The Shapley method can also be used to interpret the machine learning models. Like LIME, this method examines models' interpretability based on individual samples. As shown in
Figure 3B, the dominant feature with a positive role in prediction using RF and XGBoost is Cr (creatinine) for the same patient. In the force plot of
Figure 5, the base value is 0.25. This value indicates the mean prediction of the test data. Features that force the prediction to move positively are displayed in red, and those that seek to predict negatively are shown in blue. Thus, the Cr (creatinine) feature largely makes the prediction positive.
Hence, the treatment team can first predict AKI incidence after cardiac surgery using patient information and then evaluate the prediction's outcome based on the model's interpretability for that patient. According to the importance of the determinant features, the treatment team can decide on the validity of the prediction.
One of the contributions of this study is the use of information from three different academic centers, which will help increase the validity of the results.
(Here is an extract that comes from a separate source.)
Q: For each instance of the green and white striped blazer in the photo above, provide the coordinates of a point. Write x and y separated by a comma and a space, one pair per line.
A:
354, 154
Simultaneous use of retrospective and prospective data also improved the quality of existing data to provide high-quality and quantitative information suitable for machine learning models. Furthermore, most importantly, the use of interpretable machine learning methods makes it possible to assess the reliability of the methods appropriately. Limitations in the process of this study include inconsistent patient reports that increase the number of missing values. Also, the low incidence of AKI in stages 2 and 3 postoperatively among our patients led us to predict AKI regardless of its staging.
5.1. Conclusions
It can be concluded that using machine learning methods such as RF and XGBoost can predict AKI after cardiac surgery with promising efficiency. Interpretability of models can also help the treatment team ensure the validity of predictions. A reliable prediction of AKI incidence in patients can help the treatment team develop treatment strategies to prevent postoperative AKI. Preventing AKI can reduce treatment costs, length of hospital stay, and risk of death. In future work, we will optimize the parameters during surgery to reduce the risk of AKI in patients. In other words, we want to determine the anesthesia parameters during the surgery in such a way as to reduce the risk of AKI for the patient.